What if, instead of having to brave a hypodermic needle each time you needed a shot, you could simply slap on a patch and go about your day? According to some preliminary research from scientists at the Georgia Institute of Technology and Emory University, that possibility may be just a few years off.
The group of scientists, led by Mark Prausnitz, a professor of chemical and biomolecular engineering at Georgia Tech, have developed a patch that has five rows of tiny “microneedles” about as wide as human hairs that can be used to painlessly administer vaccines and other medications. To test the efficiency of the new device, Prausnitz and his colleagues gave the flu vaccine to a group of mice, half by way of traditional injection, and half using the new microneedle patch. Later, the mice were exposed to the live flu virus, after which the scientists tested their immune responses and levels of antibodies. They found that the vaccine, administered via the patch, yielded the exact same level of protection as a traditional shot.

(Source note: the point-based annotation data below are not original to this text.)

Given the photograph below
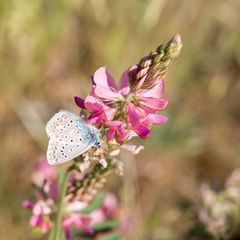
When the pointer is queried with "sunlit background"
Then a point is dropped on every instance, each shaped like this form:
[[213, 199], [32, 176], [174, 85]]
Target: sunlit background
[[48, 51]]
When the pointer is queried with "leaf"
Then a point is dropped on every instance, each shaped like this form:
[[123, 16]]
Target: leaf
[[95, 204], [106, 225], [112, 236]]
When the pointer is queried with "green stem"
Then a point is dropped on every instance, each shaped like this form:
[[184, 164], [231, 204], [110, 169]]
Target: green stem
[[56, 231]]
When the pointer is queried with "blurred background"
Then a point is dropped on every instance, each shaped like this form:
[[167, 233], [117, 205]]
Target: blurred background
[[48, 51]]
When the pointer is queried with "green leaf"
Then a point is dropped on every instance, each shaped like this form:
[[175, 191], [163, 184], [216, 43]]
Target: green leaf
[[112, 236], [95, 204], [106, 225]]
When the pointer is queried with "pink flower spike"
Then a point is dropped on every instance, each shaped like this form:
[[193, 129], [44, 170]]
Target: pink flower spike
[[102, 78], [124, 84], [80, 102], [153, 104], [142, 131], [118, 129], [154, 119], [132, 148], [142, 126], [27, 205], [155, 92]]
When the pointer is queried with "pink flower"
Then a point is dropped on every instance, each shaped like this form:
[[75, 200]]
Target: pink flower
[[44, 173], [149, 100], [76, 221], [100, 113], [123, 111], [118, 130], [141, 126], [40, 218], [105, 87]]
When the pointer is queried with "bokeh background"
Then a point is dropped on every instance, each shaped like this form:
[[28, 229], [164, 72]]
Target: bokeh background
[[49, 49]]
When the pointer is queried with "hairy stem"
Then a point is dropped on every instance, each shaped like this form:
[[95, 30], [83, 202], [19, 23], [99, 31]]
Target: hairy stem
[[56, 231]]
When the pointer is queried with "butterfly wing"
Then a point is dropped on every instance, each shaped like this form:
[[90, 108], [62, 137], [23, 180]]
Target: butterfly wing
[[69, 137]]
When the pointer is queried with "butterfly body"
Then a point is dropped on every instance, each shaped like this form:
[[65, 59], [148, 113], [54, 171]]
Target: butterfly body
[[69, 136]]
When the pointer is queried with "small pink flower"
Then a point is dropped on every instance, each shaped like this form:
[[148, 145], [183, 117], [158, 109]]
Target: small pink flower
[[41, 222], [118, 130], [40, 218], [100, 113], [150, 101], [44, 173], [141, 126], [76, 221], [132, 148]]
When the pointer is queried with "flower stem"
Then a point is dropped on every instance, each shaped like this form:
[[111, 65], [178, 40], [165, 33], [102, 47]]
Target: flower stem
[[56, 232]]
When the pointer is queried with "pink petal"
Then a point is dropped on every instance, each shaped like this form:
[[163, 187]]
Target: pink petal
[[106, 93], [27, 205], [132, 148], [103, 78], [155, 92], [110, 134], [153, 103], [141, 130], [124, 84], [154, 119], [79, 101], [132, 115]]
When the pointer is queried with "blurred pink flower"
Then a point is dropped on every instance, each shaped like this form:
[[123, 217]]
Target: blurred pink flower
[[43, 173], [118, 129], [40, 218], [141, 126], [76, 221], [149, 100]]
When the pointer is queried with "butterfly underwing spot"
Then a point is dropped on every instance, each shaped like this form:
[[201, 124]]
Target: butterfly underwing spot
[[69, 137]]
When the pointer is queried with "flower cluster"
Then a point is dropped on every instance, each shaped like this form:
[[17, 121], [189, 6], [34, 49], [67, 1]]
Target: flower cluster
[[121, 111], [78, 215], [220, 211]]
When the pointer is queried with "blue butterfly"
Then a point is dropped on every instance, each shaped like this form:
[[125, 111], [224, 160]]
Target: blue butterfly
[[69, 136]]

Prausnitz and colleagues hope to begin a trial in humans in 2010, but in the meantime will continue with animal studies in hopes of developing a flu vaccine patch. Should they be successful, the new device could dramatically change the way that immunizations are done. The patch is so simple to use—researchers liken it to applying a band-aid—that it could be easily applied by the patient himself, without the help of trained medical professionals.
There are a handful of labs currently working to develop microneedle technology, but this specific patch is the only one so far that has been designed not only to administer drugs through the skin, but also via the surface of the eye. For that application, Prausnitz hopes to have a human trial underway in the next few years—promising news for patients who suffer from conditions such as macular degeneration, which can require regular shots into the eye as part of treatment.